R. raoultii (45.32%, 92/203), Candidatus R. tarasevichiae (5.42%, 11/203), Anaplasma sp. Mongolia (26.60%, 54/203), Coxiella-like endosymbiont (CLE) (53.69%, 109/203), and Babesia venatorum (7.88%, 16/203) were detected in D. nuttalli, while R. raoultii (30.56%, 11/36), Anaplasma sp. Mongolia (27.80%, 10/36), and CLE (27.80%, 10/36) were detected in I. persulcatus. The double- and triple-pathogen/endosymbiont co-infections were detected in 40.39% of D. nuttalli and 13.89% of I. persulcatus, respectively. The dual co-infection with R. raoultii and CLE (14.29%, 29/203) and triple co-infection with R. raoultii, Anaplasma sp. Mongolia, and CLE (13.79%, 28/203) were most frequent in D. nuttalli.

Conclusions

This study provides insight into the microbial diversity of D. nuttalli and I. persulcatus in Inner Mongolia, China, reporting for the first time that Candidatus R. tarasevichiae had been found in D. nuttalli in China, and for the first time in the world that Anaplasma sp. Mongolia has been detected in I. persulcatus. This study proves that various vertically transmitted pathogens co-inhabit D. nuttalli and I. persulcatus, and indicates that cattle in Inner Mongolia are exposed to several TBPs.

Graphical Abstract

Background

Hard ticks (Acari: Ixodidae) are obligate blood-sucking parasitic arthropods which can infest mammals, birds, and reptiles, and act as arthropod vectors in the transmission of human and animal pathogens. A wide variety of pathogens can be maintained and transmitted by hard ticks, including Ehrlichia spp., Anaplasma spp., Rickettsia spp., Coxiella spp., Babesia spp., Borrelia spp., etc. [1]. In addition, a variety of endosymbionts, such as Coxiella-like, Rickettsia-like, and Arsenophonus-like endosymbionts, live inside hard ticks [2,3,4]. Therefore, hard ticks are usually considered to be the most important vectors of pathogens, and knowledge of the microbial communities within these ticks will be of benefit for risk assessment of tick-borne diseases.
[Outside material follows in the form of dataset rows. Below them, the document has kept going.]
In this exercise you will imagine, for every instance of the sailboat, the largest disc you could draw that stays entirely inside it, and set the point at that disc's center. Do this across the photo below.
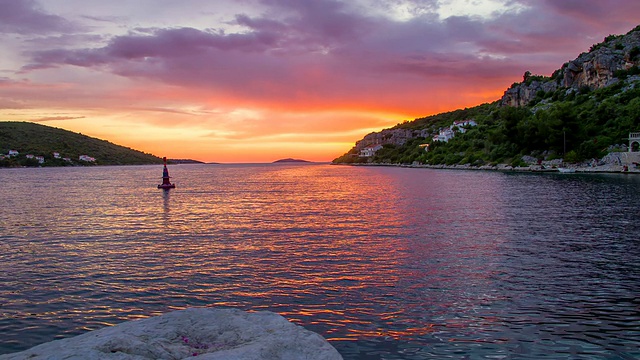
(166, 184)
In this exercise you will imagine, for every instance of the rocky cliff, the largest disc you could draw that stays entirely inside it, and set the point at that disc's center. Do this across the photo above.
(596, 69)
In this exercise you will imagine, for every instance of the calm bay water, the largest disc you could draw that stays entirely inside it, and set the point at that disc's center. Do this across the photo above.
(386, 263)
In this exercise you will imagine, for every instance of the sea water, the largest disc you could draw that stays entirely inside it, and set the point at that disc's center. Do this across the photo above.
(385, 263)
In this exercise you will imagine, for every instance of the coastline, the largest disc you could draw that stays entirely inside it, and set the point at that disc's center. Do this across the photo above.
(574, 169)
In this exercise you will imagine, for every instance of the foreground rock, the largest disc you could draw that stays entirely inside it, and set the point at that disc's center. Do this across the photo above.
(200, 333)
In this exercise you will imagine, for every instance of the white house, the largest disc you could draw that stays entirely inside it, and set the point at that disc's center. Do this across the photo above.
(370, 150)
(444, 135)
(462, 124)
(87, 158)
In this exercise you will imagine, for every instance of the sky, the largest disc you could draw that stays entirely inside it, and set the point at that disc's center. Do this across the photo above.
(237, 81)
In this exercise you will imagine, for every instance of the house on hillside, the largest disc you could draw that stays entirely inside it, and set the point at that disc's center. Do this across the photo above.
(634, 142)
(444, 135)
(86, 158)
(447, 134)
(463, 124)
(370, 150)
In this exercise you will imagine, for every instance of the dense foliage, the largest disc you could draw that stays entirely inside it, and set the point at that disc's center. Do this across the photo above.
(40, 140)
(574, 124)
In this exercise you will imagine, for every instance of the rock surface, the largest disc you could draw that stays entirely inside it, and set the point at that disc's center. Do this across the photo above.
(196, 333)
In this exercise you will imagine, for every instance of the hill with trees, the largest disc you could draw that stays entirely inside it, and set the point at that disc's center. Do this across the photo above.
(40, 140)
(583, 111)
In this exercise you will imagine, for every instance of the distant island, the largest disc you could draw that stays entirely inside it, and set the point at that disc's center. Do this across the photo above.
(184, 161)
(31, 144)
(290, 160)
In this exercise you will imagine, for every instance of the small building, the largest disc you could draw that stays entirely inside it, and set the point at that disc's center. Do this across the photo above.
(463, 124)
(444, 135)
(370, 150)
(634, 142)
(86, 158)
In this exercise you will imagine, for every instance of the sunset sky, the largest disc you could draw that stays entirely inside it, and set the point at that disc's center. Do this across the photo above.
(259, 80)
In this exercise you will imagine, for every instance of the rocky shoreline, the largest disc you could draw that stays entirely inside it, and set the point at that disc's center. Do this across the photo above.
(203, 333)
(601, 169)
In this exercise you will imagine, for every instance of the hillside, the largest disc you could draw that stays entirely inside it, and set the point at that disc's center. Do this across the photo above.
(583, 111)
(39, 140)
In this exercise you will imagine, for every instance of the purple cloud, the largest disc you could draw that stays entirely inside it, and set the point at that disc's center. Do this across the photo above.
(308, 51)
(26, 17)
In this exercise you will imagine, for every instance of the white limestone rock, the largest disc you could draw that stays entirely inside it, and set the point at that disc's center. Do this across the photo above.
(196, 333)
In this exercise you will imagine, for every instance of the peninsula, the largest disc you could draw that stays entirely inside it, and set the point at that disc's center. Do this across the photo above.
(584, 115)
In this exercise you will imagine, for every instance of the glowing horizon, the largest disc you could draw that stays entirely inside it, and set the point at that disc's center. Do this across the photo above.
(261, 80)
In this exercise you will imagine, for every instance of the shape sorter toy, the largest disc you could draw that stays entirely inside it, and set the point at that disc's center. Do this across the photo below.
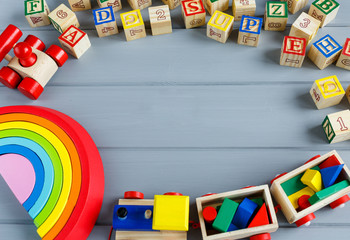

China covers approximately 9.6 million square kilometers of land area. At least 117 tick species in ten genera of two families have been reported in China [5], with Ixodes persulcatus, Dermacentor nuttalli, Hyalomma asiaticum, Dermacentor marginatus, and Dermacentor niveus being the most common [6]. Increasing numbers of cases of human tick-borne diseases, including spotted fever [7], Q fever [8], anaplasmoses, ehriochioses [9], tick-borne encephalitis [10], and babesiosis [11], have been reported in China due to climate change combined with human movement into tick habitats. Therefore, human co-infection with more than one tick-borne pathogen (TBP) may occur after tick bite [12,13,14].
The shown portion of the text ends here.